2. Proposes a mechanism to reduce the search space of the target schema for efficient candidate generation.
3. Exploits the generative abilities of LLMs to perform semantic ranking between two schemas, aligning with human matchers.
4. Provides a complete mapping between two healthcare schemas, addressing the lack of real-world evaluation datasets in the field.
**Background and Related Work:**
- **Large Language Models (LLMs):** LLMs have shown significant advancements in various tasks requiring deep semantic understanding, including schema matching.
- **Schema Matching:** Traditional manual methods are time-consuming and prone to errors, leading to the development of automated methods using ML algorithms. Recent work leverages NLP to improve semantic mappings, but still faces challenges with extensive data tagging.
**Method Description:**
- **Problem Statement:** Given a source schema and a target schema, the task involves finding a mapping between their elements.

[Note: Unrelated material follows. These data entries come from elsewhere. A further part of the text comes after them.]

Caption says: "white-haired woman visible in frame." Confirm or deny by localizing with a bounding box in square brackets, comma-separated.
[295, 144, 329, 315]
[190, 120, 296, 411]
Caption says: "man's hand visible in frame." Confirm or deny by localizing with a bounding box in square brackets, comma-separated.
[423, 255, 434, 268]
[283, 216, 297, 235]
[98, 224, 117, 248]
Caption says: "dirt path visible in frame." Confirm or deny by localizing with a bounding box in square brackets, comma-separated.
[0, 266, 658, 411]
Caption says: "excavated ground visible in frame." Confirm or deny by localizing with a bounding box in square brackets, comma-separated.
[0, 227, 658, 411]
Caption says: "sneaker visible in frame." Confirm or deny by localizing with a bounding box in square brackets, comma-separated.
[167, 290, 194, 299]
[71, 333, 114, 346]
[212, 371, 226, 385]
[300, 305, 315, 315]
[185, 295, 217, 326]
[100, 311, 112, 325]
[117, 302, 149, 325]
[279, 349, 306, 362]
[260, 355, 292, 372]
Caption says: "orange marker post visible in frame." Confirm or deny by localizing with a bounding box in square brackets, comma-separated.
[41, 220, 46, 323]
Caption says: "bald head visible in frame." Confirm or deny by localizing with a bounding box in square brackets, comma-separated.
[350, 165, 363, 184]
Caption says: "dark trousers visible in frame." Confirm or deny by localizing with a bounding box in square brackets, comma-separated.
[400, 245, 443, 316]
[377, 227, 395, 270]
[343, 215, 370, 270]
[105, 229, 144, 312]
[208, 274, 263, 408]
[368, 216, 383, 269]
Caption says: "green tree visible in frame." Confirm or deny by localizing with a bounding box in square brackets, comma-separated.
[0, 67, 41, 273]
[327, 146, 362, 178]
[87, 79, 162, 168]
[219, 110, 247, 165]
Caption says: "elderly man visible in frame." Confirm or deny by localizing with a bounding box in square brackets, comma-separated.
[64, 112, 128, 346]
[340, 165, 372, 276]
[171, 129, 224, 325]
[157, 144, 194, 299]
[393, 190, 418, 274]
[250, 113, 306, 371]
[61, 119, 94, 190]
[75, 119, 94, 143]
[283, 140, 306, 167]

- **Method:** ReMatch transforms target schema tables and source schema attributes into structured documents, uses text embedding models for semantic similarity, and employs LLMs to select the most similar target attributes from the retrieved tables.
**Evaluation:**
- **Dataset Creation:** Two primary datasets, MIMIC-III to OMOP and OMOP Benchmark Synthea Dataset, were used for evaluation.
- **Experiments:** ReMatch and SMAT (a previous state-of-the-art method) were evaluated on both datasets using accuracy@K metrics.
- **Results:** ReMatch outperformed SMAT, especially on the more challenging MIMIC dataset, demonstrating its robustness and effectiveness.
**Conclusions:**
ReMatch is a scalable and effective method for schema matching using retrieval-enhanced LLMs, designed to complement and aid human matchers. Future work will focus on incorporating type constraints, foreign keys, and primary keys, as well as enhancing guidance mechanisms and enriching table and column descriptions.